If I’d applied the effort spent avoiding team sports at school to actually playing them I’d have made the FirstX1. Instead, I leaned against posts chatting to goalies, rubbed mud over my legs when no one was looking, and ran in the opposite direction to the ball. However, I’ve realised that football dominates.
It’s not the be-all and end -all, there’s only one of those and football serves as distraction from it, but basically, men left together for longer than 10 seconds will talk about football. Rather than stare at the floor, and nod vaguely at missed chances, I now join them. I chose a football club I thought my Grandpa had supported (although I now suspect he chose the same route as me, blagging him common ground with the overwhelmingly male punters of his Addington DIY shop), and selected Crystal Palace; a club that needs more support than most. My initially faked interest slowly grew genuine, catalysed by the late 90s farce of Italian Atillo Lombardo appointed as our non-English speaking manager while Swedish Tomas Brolin (generally included in sentences alongside Worst Premiership Signing Ever) translated for him.

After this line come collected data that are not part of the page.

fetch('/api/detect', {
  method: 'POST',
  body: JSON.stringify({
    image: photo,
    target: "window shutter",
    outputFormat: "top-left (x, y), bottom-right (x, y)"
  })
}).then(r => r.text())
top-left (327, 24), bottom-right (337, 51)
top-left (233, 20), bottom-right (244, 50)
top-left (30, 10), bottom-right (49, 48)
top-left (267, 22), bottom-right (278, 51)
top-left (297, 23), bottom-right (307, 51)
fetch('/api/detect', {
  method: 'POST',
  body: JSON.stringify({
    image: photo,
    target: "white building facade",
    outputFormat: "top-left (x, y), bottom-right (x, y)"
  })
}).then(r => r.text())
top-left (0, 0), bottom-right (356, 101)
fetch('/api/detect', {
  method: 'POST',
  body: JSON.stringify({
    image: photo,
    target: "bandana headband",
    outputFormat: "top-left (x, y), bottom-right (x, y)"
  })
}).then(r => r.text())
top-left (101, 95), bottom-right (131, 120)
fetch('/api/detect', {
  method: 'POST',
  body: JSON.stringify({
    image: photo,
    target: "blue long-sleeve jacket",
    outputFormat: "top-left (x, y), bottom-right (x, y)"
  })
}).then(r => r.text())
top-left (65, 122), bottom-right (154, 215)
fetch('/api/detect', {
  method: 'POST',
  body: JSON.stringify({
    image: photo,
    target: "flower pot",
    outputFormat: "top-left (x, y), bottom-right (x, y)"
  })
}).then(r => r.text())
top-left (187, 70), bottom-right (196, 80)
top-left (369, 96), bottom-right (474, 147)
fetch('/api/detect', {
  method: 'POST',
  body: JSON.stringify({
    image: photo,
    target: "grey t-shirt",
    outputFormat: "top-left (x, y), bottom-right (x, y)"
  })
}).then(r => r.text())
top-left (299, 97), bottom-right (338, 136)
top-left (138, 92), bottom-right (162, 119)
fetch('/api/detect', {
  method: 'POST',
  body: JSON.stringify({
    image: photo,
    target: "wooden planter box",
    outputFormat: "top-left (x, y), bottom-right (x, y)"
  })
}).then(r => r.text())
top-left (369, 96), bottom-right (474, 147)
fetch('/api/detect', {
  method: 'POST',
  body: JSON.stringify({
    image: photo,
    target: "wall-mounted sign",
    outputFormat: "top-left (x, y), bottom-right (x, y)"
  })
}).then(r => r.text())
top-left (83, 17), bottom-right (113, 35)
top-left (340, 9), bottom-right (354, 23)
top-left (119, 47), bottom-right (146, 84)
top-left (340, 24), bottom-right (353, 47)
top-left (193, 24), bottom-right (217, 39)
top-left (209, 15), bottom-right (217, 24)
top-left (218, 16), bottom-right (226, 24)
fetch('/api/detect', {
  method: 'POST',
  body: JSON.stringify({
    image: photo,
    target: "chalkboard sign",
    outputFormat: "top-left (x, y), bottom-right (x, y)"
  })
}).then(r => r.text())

These days I’m nodding along to talk of ‘attacking or defensive formations’ like it’s a rhythm track and saying things like ‘you’ve got to take your chances’ and ‘it’s a game of two halves’, even when the 2nd half had 6 minutes extra time, so technically isn’t. I’m also aware that including the referee, the opposing team always has 12 men. Mind you, at matches I miss everything but goals, and even missed one of those once due to wondering when the Selhurst pigeons might stop trying to get in for free.
Football has provided an addition to if not life, then Saturday afternoons. As results come in and moods across the land droop, or elevate by some fleeting score line, I finally know what other men are feeling. I know where corners are, and what taking one means. I even know what offside is, even if it required a fellow supporter (there’s a reason Palace don’t have fans – they need all they can get) several Saturday afternoons to watch me gain understanding like a man in physical rehabilitation. My support generally amounts to little more than refreshing BBC.com coverage, but on bad days that’s more effort than the team.
The identity of players not wearing Palace shirts are a mystery to me, although when last night our Adlene Guedioura came on to a resounding ‘who’s THAT?’ for once I may have not been alone. The fact that opponent players are frequently worth more than our entire club, from teams worth more than Croydon, only makes rare wins juicier.
Someone pointed out that I like Palace more than I like football, and they’re right. A football club becomes a little part of you, and enriches you, even Palace, where there’s never a dull moment. Fighting relegation or bankruptcy, staying up or changing managers; Selhurst Park is a soap opera with a Sainsbury’s in the corner.